LONDON — The Rolling Stones announced the addition of an 18-month old baby in a bid to lower the average age of the band’s members, according to starstruck infants who attended preschool with the newest Stone.

“Keith and I are both 80, and Ronnie, the previous ‘new kid’ is 77,” said frontman Mick Jagger while nearly being toppled by a light breeze. “There’s been some grousing about people not wanting to see a band whose members are as, let’s say, mature as us, so we brought in baby Nigel. Now our average age is about 59, and we feel younger already! Also, it doesn’t hurt that the birds are so infatuated with him. They line up and beg to meet Nige after the show. It’s been a while since any women under 60 have tried to get backstage.”

Lifelong fan Kip Dittman thinks the new member adds some much-needed vitality to the venerable band.

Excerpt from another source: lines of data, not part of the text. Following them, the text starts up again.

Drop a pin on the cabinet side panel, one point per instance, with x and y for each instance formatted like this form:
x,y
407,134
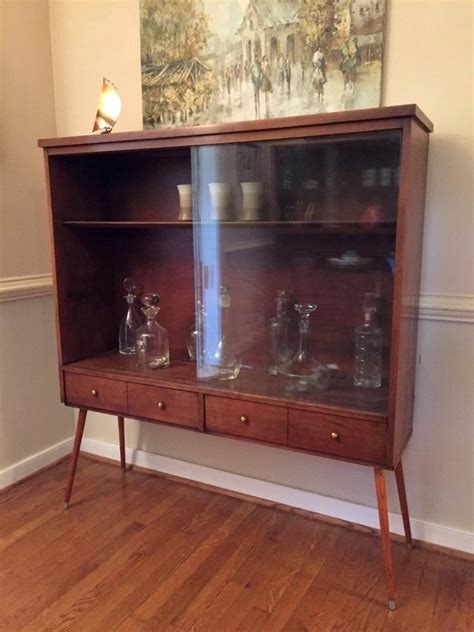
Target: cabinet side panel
x,y
83,268
407,287
52,246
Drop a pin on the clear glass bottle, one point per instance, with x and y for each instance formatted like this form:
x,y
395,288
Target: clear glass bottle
x,y
153,348
368,347
303,371
131,321
195,332
280,349
222,362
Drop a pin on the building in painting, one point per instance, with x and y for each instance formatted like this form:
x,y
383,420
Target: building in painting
x,y
367,20
270,27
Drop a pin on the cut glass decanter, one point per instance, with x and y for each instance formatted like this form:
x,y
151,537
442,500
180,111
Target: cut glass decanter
x,y
303,371
131,321
153,348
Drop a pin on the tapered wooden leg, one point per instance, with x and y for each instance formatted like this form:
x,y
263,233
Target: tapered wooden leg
x,y
81,421
123,463
403,502
385,535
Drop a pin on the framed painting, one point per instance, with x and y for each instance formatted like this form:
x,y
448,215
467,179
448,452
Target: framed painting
x,y
209,61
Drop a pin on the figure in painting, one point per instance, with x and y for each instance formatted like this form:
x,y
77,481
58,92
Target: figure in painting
x,y
256,76
288,75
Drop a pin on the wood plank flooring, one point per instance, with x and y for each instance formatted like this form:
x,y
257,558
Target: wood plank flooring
x,y
141,552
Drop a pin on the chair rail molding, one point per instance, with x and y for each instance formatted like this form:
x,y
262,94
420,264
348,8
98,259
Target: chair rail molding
x,y
29,286
457,308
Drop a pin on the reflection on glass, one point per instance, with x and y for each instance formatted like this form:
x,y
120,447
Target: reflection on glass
x,y
315,216
222,361
368,347
131,320
153,350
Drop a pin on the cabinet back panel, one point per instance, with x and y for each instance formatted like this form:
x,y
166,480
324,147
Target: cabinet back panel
x,y
161,261
119,187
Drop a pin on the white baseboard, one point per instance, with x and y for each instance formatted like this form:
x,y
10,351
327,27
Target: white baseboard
x,y
35,462
341,509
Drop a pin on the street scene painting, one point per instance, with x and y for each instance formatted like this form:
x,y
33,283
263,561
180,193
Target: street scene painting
x,y
211,61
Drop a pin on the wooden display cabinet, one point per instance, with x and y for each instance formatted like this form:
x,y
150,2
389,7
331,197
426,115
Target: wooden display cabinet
x,y
331,183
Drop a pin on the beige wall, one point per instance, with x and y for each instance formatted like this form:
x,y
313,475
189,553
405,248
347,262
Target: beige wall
x,y
429,48
31,419
26,102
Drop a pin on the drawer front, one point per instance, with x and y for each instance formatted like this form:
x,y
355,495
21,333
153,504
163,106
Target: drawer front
x,y
262,422
88,391
340,436
164,404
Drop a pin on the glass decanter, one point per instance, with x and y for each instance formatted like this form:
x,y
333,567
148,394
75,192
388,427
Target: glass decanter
x,y
368,347
303,371
224,363
152,339
280,349
131,321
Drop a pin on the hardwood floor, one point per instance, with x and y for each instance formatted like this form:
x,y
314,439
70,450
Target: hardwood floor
x,y
141,552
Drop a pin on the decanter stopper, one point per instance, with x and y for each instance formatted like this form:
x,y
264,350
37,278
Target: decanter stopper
x,y
131,320
153,348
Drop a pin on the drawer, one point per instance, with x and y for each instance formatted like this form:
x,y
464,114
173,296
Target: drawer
x,y
262,422
341,436
164,404
88,391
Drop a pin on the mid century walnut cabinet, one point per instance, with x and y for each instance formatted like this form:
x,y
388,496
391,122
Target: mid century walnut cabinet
x,y
332,183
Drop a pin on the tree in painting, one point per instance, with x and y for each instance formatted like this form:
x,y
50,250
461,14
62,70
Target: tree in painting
x,y
206,61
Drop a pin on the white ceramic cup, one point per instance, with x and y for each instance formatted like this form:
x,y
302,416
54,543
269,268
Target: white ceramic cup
x,y
251,200
220,200
185,202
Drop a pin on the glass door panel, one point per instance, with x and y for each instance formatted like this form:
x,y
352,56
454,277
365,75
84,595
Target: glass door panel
x,y
284,224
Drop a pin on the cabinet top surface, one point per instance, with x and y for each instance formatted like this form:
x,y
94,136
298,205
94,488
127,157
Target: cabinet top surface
x,y
329,118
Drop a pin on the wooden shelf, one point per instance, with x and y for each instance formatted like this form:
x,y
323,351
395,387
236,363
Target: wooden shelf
x,y
287,226
255,385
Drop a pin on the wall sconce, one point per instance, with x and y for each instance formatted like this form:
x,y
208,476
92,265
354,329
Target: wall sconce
x,y
109,108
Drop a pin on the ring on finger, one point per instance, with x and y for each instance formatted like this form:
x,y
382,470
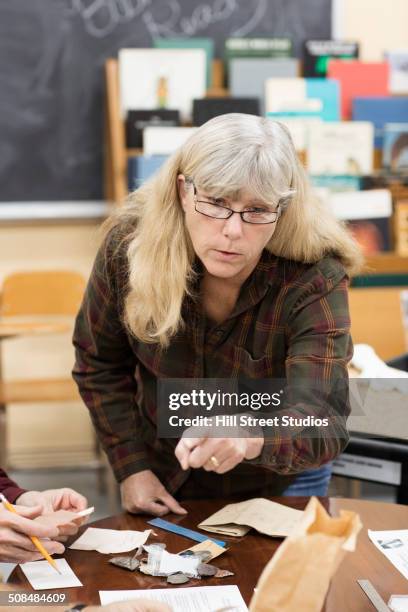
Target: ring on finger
x,y
214,461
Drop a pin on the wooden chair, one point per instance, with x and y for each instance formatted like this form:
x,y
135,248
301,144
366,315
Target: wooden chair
x,y
33,303
39,302
376,319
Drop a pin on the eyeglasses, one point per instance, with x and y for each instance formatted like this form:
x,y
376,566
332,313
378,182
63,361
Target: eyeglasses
x,y
217,210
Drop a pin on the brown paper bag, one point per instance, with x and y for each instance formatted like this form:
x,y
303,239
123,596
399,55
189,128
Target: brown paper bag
x,y
298,575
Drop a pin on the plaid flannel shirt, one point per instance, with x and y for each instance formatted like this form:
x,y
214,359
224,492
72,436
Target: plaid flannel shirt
x,y
9,488
290,320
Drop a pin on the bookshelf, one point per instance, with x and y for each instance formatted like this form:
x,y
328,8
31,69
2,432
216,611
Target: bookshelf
x,y
117,155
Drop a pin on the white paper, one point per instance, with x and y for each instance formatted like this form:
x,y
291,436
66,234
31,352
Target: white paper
x,y
171,564
86,512
394,545
188,599
108,541
164,140
41,575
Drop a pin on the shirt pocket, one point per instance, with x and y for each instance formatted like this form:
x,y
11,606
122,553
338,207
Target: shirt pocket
x,y
247,367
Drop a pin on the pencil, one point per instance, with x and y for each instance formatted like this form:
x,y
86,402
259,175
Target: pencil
x,y
34,539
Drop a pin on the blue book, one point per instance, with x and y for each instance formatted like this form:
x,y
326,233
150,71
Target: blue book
x,y
328,91
380,110
190,43
336,182
141,167
395,149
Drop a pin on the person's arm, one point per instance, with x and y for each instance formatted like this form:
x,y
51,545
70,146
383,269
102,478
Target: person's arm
x,y
105,367
15,532
319,348
105,374
9,488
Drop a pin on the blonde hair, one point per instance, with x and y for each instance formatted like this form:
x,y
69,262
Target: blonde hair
x,y
225,155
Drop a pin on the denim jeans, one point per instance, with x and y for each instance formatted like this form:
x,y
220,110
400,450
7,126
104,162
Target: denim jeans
x,y
311,482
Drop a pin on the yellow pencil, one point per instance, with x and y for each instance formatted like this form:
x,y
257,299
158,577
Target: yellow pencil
x,y
34,539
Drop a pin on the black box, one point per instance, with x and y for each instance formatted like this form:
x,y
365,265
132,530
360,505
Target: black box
x,y
207,108
137,120
317,53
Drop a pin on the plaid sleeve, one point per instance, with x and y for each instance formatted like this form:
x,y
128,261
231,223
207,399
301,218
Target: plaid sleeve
x,y
319,348
105,367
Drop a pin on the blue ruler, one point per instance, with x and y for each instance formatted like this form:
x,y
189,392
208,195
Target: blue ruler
x,y
187,533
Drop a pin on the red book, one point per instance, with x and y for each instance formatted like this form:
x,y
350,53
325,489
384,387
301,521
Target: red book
x,y
358,79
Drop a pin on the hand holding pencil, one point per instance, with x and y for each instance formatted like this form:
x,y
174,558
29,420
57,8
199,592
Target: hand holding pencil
x,y
19,535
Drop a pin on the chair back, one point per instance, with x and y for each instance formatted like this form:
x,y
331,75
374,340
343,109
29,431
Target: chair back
x,y
376,319
42,292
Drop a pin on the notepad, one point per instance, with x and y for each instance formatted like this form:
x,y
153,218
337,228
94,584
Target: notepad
x,y
108,541
41,575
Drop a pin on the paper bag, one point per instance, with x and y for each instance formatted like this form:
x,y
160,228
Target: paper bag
x,y
298,575
265,516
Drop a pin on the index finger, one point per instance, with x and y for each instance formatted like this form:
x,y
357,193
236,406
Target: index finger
x,y
184,448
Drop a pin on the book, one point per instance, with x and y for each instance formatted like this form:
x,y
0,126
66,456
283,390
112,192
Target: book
x,y
318,53
396,183
286,94
142,167
137,120
344,147
164,141
368,216
401,228
207,108
207,44
395,148
161,78
358,79
328,91
248,76
380,110
299,129
337,182
398,62
255,47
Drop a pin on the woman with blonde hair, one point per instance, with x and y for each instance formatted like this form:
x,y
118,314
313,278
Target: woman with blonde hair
x,y
223,265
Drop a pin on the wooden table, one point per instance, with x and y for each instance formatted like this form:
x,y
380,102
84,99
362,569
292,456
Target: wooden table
x,y
247,556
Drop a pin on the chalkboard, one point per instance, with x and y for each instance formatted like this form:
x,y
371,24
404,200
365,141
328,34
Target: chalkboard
x,y
52,54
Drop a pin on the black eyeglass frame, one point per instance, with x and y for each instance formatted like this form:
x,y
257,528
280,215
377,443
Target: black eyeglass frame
x,y
230,211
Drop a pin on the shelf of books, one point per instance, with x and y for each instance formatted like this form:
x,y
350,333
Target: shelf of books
x,y
348,120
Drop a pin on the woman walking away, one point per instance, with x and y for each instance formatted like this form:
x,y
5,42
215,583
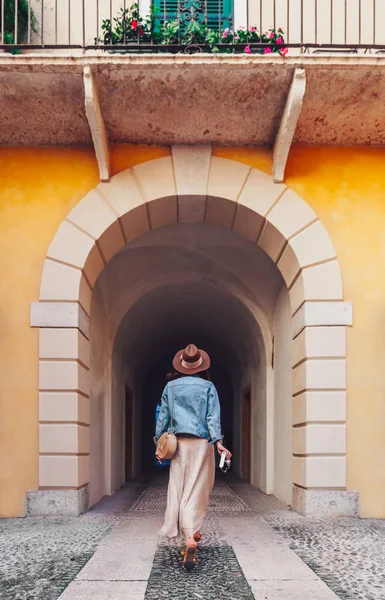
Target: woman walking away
x,y
190,409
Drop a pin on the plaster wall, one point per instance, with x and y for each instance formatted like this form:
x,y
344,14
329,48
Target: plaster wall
x,y
282,399
39,186
99,402
177,283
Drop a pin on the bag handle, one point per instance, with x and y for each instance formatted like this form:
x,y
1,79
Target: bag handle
x,y
172,408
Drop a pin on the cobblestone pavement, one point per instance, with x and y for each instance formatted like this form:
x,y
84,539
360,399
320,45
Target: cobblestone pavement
x,y
39,557
348,554
217,574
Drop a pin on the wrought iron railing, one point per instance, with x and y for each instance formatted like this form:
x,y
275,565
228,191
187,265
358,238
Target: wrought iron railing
x,y
194,25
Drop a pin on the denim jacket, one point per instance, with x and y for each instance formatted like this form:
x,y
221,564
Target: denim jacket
x,y
196,409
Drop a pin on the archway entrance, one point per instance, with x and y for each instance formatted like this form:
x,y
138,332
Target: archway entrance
x,y
184,283
262,270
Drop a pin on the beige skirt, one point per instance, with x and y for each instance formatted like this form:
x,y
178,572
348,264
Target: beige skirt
x,y
192,474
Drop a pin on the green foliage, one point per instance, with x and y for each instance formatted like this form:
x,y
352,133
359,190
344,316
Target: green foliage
x,y
22,22
130,28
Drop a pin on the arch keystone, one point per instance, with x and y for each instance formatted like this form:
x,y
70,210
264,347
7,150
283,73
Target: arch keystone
x,y
290,214
309,247
191,166
321,282
226,178
260,192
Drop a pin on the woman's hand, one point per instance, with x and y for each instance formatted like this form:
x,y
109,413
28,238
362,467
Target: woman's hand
x,y
221,448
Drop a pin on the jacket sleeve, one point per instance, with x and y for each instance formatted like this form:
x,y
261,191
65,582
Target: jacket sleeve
x,y
214,415
164,416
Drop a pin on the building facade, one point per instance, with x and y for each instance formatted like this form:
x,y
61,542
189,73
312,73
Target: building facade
x,y
154,196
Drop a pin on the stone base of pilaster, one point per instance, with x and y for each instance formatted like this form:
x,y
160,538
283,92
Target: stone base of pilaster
x,y
325,503
56,503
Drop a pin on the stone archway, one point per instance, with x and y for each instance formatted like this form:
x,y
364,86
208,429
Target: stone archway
x,y
192,186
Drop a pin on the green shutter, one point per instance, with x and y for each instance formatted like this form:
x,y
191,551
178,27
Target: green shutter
x,y
171,7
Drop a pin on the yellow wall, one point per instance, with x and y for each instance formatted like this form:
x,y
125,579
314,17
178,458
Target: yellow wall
x,y
38,187
345,186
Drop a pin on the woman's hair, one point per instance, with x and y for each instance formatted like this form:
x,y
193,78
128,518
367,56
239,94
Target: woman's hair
x,y
172,375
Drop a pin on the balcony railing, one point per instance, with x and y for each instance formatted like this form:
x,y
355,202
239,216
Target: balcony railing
x,y
194,25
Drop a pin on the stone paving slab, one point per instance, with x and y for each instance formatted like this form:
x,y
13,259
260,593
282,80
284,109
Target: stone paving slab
x,y
262,554
125,554
105,590
291,590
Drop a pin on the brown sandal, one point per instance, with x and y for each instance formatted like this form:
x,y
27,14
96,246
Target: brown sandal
x,y
190,557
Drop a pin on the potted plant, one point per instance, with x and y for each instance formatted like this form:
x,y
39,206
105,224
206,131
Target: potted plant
x,y
25,18
130,29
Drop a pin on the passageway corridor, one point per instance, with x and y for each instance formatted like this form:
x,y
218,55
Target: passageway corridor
x,y
252,547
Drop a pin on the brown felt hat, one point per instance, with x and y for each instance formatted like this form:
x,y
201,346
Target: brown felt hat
x,y
191,360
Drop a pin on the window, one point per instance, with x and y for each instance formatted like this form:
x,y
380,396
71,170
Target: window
x,y
197,10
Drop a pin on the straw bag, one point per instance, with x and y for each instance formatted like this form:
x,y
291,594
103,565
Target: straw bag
x,y
167,443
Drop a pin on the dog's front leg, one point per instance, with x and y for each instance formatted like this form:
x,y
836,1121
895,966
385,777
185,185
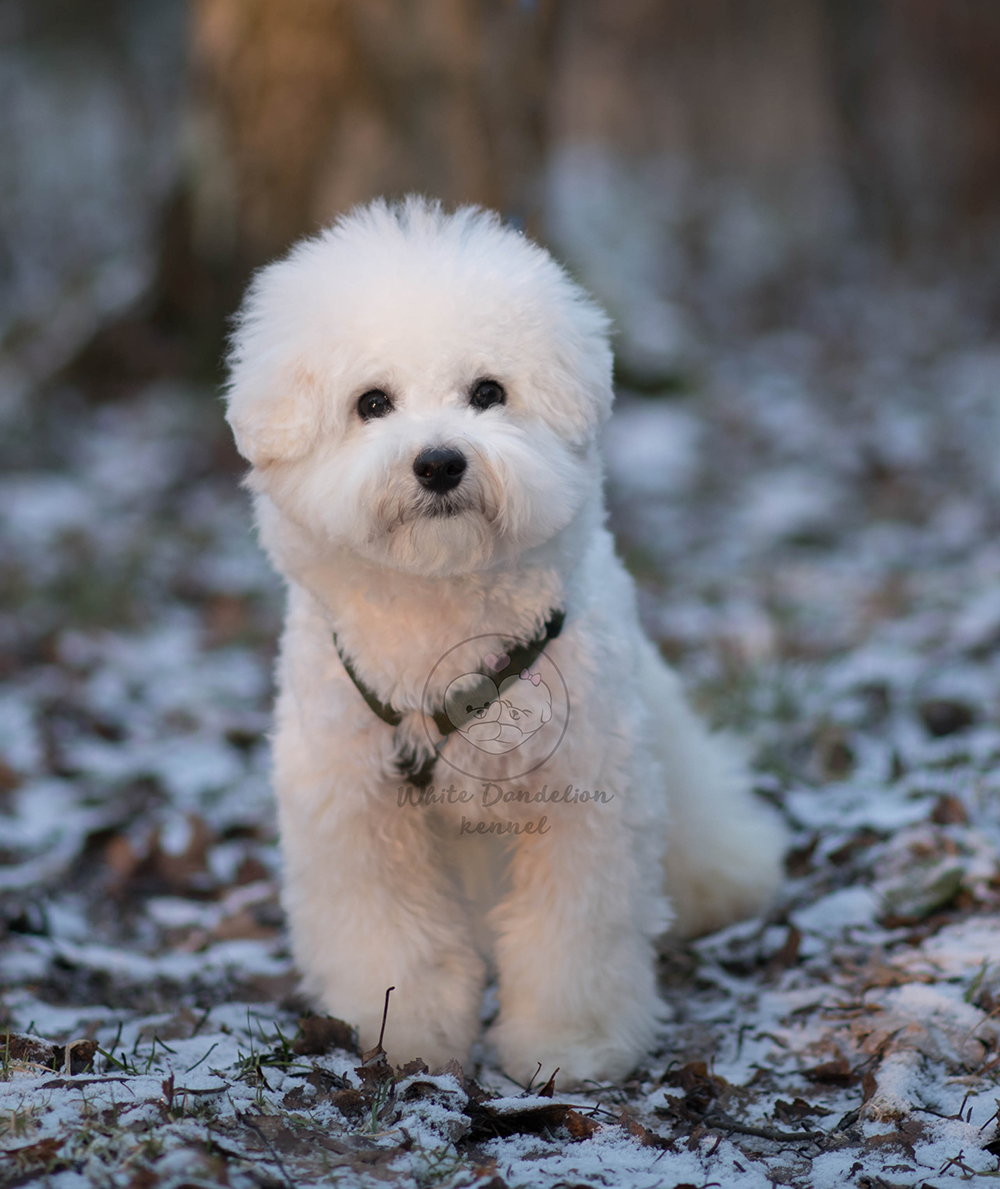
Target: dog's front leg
x,y
370,908
577,983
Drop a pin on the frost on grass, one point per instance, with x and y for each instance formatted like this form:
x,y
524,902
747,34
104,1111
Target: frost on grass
x,y
813,529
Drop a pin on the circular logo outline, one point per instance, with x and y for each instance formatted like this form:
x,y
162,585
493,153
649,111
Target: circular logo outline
x,y
439,748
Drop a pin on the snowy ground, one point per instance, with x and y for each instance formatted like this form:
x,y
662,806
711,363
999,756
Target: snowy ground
x,y
813,524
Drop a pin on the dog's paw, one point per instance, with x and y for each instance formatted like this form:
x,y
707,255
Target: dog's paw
x,y
530,1054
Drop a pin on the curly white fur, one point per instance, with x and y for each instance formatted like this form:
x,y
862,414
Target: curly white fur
x,y
500,862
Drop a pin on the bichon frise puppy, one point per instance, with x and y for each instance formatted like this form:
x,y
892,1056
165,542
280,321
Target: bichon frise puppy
x,y
482,763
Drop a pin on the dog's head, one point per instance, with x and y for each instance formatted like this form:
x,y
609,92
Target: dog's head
x,y
423,389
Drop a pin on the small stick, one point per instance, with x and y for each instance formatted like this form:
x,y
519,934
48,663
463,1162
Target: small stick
x,y
384,1017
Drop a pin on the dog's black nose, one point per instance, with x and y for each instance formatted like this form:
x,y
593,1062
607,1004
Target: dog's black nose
x,y
440,469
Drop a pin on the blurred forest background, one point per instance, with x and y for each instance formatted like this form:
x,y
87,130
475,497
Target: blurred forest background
x,y
693,161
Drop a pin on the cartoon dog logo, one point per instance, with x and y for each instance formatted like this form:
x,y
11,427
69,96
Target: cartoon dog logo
x,y
498,719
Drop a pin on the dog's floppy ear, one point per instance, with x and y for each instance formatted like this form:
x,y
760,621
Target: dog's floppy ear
x,y
275,398
274,414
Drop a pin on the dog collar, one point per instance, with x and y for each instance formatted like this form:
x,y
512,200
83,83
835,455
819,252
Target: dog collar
x,y
519,656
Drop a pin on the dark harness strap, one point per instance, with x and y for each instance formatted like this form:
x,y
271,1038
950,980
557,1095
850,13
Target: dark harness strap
x,y
519,656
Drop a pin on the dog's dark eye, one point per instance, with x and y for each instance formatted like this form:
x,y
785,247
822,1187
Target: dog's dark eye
x,y
486,394
373,403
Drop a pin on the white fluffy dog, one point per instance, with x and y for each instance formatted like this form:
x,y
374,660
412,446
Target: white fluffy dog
x,y
482,763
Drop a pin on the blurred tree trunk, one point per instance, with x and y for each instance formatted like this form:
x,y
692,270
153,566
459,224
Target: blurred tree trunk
x,y
300,108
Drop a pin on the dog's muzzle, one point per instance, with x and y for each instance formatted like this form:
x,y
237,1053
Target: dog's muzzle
x,y
440,469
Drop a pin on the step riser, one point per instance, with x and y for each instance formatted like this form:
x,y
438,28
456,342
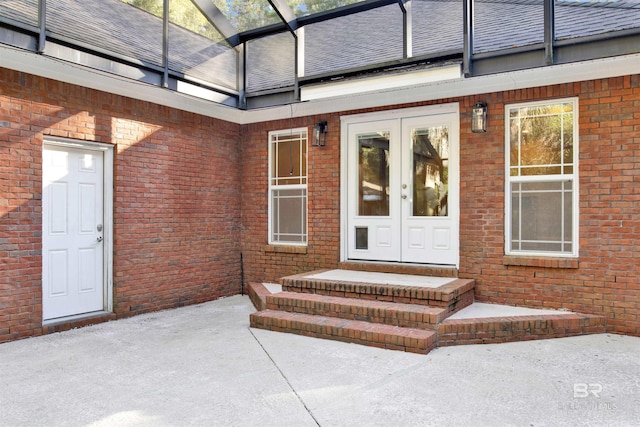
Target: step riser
x,y
335,329
500,330
455,295
376,312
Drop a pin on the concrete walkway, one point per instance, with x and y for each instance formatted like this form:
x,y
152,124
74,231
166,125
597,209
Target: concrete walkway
x,y
203,366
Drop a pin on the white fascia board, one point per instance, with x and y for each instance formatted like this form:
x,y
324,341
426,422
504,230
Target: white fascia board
x,y
63,71
381,83
412,90
431,91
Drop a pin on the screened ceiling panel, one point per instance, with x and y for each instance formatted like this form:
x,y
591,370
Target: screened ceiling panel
x,y
437,26
271,62
309,7
354,41
248,15
588,18
493,31
23,11
196,50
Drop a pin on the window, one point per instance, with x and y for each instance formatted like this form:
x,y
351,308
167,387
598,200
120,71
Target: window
x,y
542,178
288,187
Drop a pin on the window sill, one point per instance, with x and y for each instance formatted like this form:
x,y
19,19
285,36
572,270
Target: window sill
x,y
546,262
284,249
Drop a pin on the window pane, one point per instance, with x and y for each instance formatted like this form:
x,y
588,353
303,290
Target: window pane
x,y
430,171
542,216
541,140
373,188
289,216
289,158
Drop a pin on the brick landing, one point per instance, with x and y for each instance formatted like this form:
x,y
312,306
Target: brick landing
x,y
407,318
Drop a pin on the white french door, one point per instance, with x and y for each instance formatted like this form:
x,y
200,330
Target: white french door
x,y
73,280
402,189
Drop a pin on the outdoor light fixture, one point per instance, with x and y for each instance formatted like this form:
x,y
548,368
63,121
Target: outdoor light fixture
x,y
479,117
319,134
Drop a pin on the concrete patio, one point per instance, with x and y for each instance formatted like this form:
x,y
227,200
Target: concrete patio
x,y
202,365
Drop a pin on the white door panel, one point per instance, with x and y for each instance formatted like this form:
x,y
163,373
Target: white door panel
x,y
403,184
73,253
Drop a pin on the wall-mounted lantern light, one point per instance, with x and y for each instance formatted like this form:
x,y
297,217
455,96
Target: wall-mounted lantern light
x,y
319,134
479,117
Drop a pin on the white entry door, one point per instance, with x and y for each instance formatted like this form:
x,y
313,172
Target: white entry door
x,y
403,190
72,231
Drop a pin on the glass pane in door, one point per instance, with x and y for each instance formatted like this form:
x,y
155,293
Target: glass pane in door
x,y
373,174
430,170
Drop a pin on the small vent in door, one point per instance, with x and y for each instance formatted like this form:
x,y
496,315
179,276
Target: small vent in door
x,y
362,238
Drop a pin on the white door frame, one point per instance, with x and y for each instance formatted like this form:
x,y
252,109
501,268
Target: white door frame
x,y
450,108
108,153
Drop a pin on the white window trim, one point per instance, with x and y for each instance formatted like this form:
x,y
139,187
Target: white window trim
x,y
576,181
286,187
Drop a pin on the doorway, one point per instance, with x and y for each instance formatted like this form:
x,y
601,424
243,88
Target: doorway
x,y
402,186
76,228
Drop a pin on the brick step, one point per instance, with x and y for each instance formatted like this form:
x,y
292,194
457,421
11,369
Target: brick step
x,y
389,313
493,330
453,295
353,331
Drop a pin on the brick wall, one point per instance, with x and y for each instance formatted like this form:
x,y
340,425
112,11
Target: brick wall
x,y
176,198
602,281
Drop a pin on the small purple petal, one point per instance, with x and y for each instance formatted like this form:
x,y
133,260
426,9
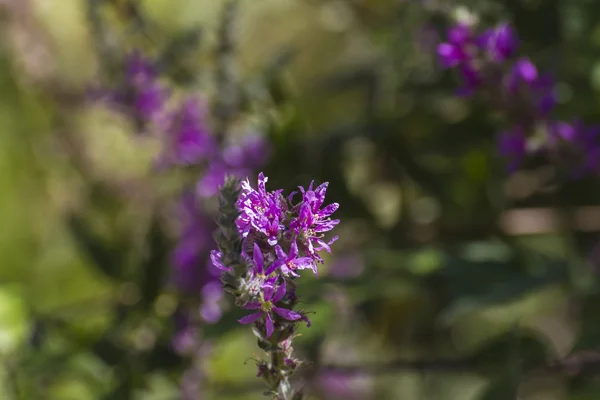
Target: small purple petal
x,y
287,314
269,325
248,319
281,290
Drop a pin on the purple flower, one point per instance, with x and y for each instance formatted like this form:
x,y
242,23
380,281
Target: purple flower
x,y
500,42
210,309
215,257
250,153
290,262
313,221
455,52
271,296
188,139
140,96
523,72
513,146
260,210
259,266
576,144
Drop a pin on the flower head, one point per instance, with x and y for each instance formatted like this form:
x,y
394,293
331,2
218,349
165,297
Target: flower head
x,y
266,306
260,210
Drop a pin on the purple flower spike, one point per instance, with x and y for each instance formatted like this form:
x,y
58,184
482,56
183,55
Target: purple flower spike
x,y
266,223
289,263
267,307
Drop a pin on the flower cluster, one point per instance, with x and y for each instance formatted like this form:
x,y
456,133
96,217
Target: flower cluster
x,y
182,126
265,240
490,68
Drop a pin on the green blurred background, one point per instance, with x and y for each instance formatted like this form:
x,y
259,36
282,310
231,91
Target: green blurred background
x,y
451,280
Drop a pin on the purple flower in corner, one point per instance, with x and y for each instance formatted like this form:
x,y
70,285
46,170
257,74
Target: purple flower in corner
x,y
271,296
500,42
188,139
455,51
513,146
290,262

“I’ve been listening to the Stones since I was a kid,” said Dittman as he freshened his gin and Metamucil. “I think bringing some new blood into the group is a good idea. The guys are definitely slowing down, but just like every old person, they perk right up when a baby comes ‘round. I heard Nigel’s contract requires concerts to end by 7:00 p.m., which is just fine with me. That means I’ll be able to catch the new ‘Taskmaster’ after next week’s show if traffic is light.”

Rock journalist Penelope Rogers says this is just another in a long line of stunts that elderly bands pull in an attempt to remain relevant.

“I’ve seen a lot of desperate moves by aging bands, but this takes the cake,” said Rogers. “It’s typical for bands to perform their songs tuned down a step or two to compensate for an older singer’s diminished vocal range. Or, in the case of Iron Maiden, they pump the stage so full of fog you can barely see the band, much less how withered and frail they are. Once I saw Iggy Pop and I swear he was using binder clips on his back to pull his sagging skin tight…but a baby, really?”

At press time, Darryl Jones, the Stones’ nearly anonymous bassist since 1993, had been asked if all the attention baby Nigel was getting bothered him, stating “I don’t give a fuck as long as the checks keep coming.”